Déclarons recevable mais non fondé l’appel formé par [T] [K]
Confirmons la décision déférée rendue le 02 Janvier 2026 par le Magistrat du siège du tribunal judiciaire chargé du contrôle des mesures privatives et restrictives de libertés de MARSEILLE.
Laissons les dépens à la charge du trésor public.
Le greffier Le président
COUR D’APPEL D’AIX-EN-PROVENCE
[Adresse 3]
[Localité 2]
Chambre 1-11 HO
N° RG 26/00004 – N° Portalis DBVB-V-B7K-BPO6P
Aix-en-Provence, le 15 Janvier 2026
Le greffier
à
MONSIEUR [K] [T] sous couvert de Monsieur le directeur du Centre Hospitalier Valvert ([Localité 8])
NOTIFICATION
Article R3211-22 du Code de la santé publique
Le greffier de la cour d’appel d’AIX-EN-PROVENCE vous notifie une copie de l’ordonnance rendue le 15 Janvier 2026 concernant l’affaire :
M. [T] [K]
Représentant : Me Pauline CHASTAN, avocat au barreau d’AIX-EN-PROVENCE
APPELANT
MONSIEUR LE DIRECTEUR DE [Localité 7] [11]
PROCUREUR GENERAL
La loi vous permet de former un pourvoi en cassation contre cette ordonnance dans le délai de deux mois à compter de la présente notification.

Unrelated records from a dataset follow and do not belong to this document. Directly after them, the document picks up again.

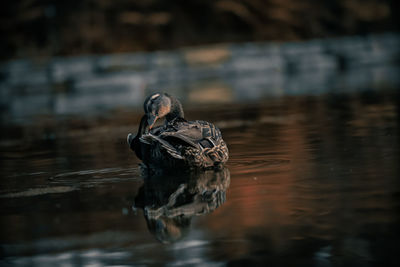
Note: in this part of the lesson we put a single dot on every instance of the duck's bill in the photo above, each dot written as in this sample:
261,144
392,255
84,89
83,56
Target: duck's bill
151,120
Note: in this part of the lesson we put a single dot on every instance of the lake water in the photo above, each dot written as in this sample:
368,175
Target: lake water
311,181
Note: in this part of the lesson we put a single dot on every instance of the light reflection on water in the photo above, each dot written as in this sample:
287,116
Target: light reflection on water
313,182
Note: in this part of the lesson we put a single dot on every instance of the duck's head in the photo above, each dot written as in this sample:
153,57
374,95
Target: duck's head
159,105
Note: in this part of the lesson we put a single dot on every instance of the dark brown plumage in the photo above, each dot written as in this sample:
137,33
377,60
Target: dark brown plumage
178,143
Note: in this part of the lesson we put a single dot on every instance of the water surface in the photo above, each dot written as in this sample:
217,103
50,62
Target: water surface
311,181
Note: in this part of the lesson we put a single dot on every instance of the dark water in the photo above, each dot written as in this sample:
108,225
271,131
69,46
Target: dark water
311,181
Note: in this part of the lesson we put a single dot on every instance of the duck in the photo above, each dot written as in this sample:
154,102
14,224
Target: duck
177,144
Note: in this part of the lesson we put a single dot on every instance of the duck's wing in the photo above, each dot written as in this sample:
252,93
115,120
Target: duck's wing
201,135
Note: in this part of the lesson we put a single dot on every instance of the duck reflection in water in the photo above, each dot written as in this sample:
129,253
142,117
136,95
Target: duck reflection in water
170,203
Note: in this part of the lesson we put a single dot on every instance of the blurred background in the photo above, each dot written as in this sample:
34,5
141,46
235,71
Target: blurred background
32,28
306,94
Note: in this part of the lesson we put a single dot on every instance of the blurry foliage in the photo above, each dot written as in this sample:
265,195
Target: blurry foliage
61,27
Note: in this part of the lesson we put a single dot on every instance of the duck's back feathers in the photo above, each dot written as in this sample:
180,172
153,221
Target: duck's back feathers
197,144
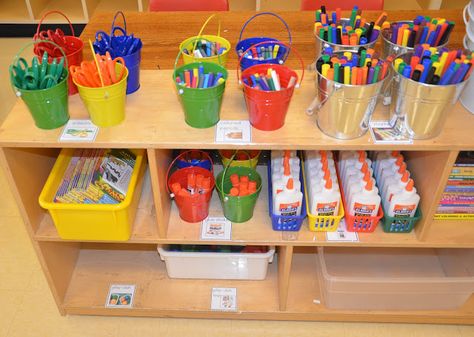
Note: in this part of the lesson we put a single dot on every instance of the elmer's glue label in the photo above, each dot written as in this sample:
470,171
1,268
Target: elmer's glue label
366,202
404,203
288,202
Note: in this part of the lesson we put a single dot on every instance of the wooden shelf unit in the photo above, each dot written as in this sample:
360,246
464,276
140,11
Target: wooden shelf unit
79,273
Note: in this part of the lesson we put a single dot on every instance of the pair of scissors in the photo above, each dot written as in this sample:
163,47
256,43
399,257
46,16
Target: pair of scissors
107,68
86,75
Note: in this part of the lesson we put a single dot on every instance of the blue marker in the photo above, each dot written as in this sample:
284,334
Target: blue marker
446,78
407,71
426,70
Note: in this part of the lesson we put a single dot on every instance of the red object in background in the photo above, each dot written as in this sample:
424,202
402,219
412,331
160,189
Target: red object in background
310,5
188,5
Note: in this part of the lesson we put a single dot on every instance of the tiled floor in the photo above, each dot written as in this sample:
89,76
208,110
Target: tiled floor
28,309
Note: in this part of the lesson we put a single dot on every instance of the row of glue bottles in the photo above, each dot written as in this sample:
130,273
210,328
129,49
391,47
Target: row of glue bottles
366,183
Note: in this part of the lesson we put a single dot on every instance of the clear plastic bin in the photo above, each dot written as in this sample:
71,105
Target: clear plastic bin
210,265
395,279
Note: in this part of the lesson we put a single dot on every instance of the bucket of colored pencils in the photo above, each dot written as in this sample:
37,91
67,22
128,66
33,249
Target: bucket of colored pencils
345,34
348,87
200,87
268,89
424,90
206,48
402,36
267,52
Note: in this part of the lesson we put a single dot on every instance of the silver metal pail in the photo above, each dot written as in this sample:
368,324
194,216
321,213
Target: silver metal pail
344,110
419,110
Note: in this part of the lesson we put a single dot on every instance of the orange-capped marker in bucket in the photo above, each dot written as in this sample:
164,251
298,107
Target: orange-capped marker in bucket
175,188
234,191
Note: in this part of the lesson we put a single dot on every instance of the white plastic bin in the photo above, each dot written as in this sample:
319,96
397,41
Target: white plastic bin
228,266
395,279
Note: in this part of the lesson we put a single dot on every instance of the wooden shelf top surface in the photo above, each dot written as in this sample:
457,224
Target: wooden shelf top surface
155,119
162,32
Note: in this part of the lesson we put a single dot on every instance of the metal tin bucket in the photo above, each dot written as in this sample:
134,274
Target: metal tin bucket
390,48
321,44
344,110
419,110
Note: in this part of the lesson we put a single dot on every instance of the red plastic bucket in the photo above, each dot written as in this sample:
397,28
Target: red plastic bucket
267,109
195,207
74,55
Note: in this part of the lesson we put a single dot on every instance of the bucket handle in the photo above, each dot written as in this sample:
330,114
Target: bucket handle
178,157
224,197
53,12
124,30
266,13
180,92
316,104
204,26
297,85
22,49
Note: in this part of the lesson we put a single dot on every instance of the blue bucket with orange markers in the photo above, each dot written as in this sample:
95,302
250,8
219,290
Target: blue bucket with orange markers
123,45
265,52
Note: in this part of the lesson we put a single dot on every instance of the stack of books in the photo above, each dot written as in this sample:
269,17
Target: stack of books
457,201
96,176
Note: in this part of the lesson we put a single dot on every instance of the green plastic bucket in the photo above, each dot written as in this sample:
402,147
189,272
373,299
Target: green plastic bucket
237,209
48,107
201,105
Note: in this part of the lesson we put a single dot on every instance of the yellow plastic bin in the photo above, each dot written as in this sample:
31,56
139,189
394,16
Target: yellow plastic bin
93,222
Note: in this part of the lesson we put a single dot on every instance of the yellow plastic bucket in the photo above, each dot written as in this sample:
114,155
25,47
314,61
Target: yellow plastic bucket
190,43
106,105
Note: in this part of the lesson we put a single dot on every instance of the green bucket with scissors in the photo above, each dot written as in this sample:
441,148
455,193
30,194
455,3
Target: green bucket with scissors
43,87
237,208
201,105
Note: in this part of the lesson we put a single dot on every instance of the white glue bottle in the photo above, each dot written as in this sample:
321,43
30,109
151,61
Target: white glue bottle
387,164
383,155
366,202
394,186
288,202
326,201
344,156
391,176
404,203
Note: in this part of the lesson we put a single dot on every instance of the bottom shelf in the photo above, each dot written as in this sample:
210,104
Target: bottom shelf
99,265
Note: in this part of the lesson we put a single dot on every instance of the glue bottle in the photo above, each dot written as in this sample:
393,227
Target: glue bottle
404,203
326,201
288,202
366,202
394,186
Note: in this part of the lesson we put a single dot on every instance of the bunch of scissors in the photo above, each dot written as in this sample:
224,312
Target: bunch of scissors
116,45
42,75
57,36
87,74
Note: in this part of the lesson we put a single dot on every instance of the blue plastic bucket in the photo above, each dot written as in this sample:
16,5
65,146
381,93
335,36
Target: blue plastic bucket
246,44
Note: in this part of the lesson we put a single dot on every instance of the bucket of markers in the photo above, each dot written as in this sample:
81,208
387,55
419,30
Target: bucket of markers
70,44
191,188
194,158
122,45
43,87
206,48
402,36
268,89
200,87
348,88
267,52
238,188
424,90
242,158
345,34
103,92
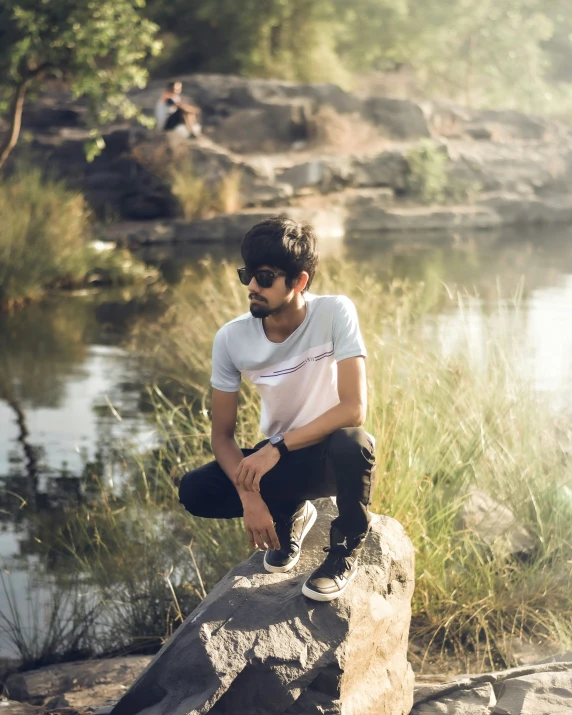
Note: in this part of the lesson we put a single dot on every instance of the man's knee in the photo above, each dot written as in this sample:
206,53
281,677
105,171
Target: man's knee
350,443
191,493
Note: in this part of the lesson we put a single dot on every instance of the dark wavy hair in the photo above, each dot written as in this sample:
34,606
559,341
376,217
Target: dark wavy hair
280,242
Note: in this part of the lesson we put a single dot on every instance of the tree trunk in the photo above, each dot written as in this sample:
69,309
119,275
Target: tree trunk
15,122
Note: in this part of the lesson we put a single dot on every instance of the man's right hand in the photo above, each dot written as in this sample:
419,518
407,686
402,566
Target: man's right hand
259,524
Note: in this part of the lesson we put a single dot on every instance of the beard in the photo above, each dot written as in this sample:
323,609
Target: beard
261,311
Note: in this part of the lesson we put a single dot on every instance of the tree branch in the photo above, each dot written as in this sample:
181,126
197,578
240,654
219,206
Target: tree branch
15,116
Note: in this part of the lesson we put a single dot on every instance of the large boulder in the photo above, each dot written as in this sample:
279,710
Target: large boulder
271,126
399,118
371,213
328,224
389,168
321,174
541,689
256,645
510,167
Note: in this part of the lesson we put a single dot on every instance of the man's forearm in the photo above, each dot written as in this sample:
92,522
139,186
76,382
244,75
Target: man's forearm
229,455
338,417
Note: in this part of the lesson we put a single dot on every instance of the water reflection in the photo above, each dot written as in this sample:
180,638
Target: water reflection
61,368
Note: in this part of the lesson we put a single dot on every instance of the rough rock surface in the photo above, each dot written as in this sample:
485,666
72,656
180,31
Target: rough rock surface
510,168
257,645
541,689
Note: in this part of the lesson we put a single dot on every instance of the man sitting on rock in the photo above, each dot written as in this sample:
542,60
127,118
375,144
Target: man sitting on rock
171,112
305,354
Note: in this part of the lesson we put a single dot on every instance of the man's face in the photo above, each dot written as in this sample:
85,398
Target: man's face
269,301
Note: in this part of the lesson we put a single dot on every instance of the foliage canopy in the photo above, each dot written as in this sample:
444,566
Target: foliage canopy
96,46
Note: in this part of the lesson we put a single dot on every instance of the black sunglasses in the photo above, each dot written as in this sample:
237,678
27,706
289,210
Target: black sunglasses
264,277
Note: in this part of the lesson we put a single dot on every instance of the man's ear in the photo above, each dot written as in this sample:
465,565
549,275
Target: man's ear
301,281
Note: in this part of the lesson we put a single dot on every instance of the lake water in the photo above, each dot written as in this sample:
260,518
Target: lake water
64,372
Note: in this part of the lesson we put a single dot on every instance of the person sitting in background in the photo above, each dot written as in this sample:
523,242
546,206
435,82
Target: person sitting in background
171,112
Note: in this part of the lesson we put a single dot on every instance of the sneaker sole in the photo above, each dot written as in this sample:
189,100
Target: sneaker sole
316,596
290,566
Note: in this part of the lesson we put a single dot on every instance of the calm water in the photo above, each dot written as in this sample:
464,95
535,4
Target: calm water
62,365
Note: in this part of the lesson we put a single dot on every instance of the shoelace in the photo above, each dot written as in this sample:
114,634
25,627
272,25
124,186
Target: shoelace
337,561
284,534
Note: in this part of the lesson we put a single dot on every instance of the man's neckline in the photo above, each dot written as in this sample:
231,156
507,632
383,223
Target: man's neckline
281,342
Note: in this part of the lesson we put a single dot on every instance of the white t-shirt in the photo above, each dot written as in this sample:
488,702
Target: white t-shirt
164,109
297,378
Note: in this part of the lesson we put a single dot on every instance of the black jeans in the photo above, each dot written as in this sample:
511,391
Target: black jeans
341,465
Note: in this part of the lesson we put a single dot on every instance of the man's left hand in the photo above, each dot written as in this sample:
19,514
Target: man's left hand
252,468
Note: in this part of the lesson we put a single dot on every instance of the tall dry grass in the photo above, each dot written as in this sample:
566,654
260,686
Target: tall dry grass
445,420
446,417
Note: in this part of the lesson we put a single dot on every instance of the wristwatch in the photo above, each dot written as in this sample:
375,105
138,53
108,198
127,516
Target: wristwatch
278,441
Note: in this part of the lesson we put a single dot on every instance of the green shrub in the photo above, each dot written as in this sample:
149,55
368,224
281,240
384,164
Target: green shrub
428,179
45,241
44,237
443,421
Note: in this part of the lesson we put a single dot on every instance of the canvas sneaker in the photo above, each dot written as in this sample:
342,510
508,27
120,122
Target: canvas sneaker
335,574
291,533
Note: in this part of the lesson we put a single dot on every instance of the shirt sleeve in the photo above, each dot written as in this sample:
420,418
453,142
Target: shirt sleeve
224,376
348,341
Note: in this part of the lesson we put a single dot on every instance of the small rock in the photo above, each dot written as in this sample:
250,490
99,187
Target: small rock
496,525
474,701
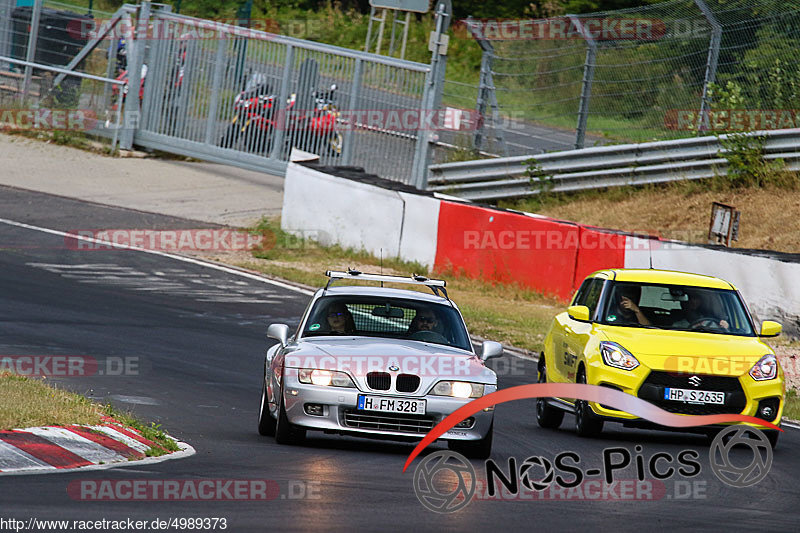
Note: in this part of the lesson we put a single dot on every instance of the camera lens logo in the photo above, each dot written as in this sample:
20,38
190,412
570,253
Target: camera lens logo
527,467
445,482
722,464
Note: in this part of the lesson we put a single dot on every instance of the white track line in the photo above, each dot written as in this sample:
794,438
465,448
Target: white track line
162,254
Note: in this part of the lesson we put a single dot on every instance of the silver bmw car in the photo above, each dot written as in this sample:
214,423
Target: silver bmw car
377,362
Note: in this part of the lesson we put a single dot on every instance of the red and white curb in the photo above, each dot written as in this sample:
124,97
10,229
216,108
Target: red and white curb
51,449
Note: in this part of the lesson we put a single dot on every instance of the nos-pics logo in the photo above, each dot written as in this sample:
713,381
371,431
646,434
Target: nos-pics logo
446,481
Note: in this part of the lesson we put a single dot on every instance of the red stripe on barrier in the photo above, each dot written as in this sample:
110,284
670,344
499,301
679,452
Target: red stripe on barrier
43,449
107,442
506,247
598,250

Le pourvoi est formé par déclaration au greffe de la Cour de Cassation, signée obligatoirement d’un avocat au Conseil d’État et à la Cour de Cassation.
Le greffier
COUR D’APPEL D’AIX-EN-PROVENCE
[Adresse 3]
[Localité 2]
Chambre 1-11 HO
N° RG 26/00004 – N° Portalis DBVB-V-B7K-BPO6P
Aix-en-Provence, le 15 Janvier 2026
Le greffier
à
— Monsieur le Directeur de Centre Hospitalier Valvert ([Localité 8])
— Monsieur le Préfet
— Maître Pauline CHASTAN
— Monsieur le greffier du Magistrat du siège du tribunal judiciaire chargé du contrôle des mesures privatives et restrictives de libertés de MARSEILLE
—
NOTIFICATION
Article R3211-22 du Code de la santé publique
Le greffier de la cour d’appel d’AIX-EN-PROVENCE vous notifie une copie de l’ordonnance rendue le 15 Janvier 2026 concernant l’affaire :
M. [T] [K]
Représentant : Me Pauline CHASTAN, avocat au barreau d’AIX-EN-PROVENCE
APPELANT
MONSIEUR LE DIRECTEUR DE [Localité 7] [11]
PROCUREUR GENERAL
La loi vous permet de former un pourvoi en cassation contre cette ordonnance dans le délai de deux mois à compter de la présente notification.
Le pourvoi est formé par déclaration au greffe de la Cour de Cassation, signée obligatoirement d’un avocat au Conseil d’État et à la Cour de Cassation.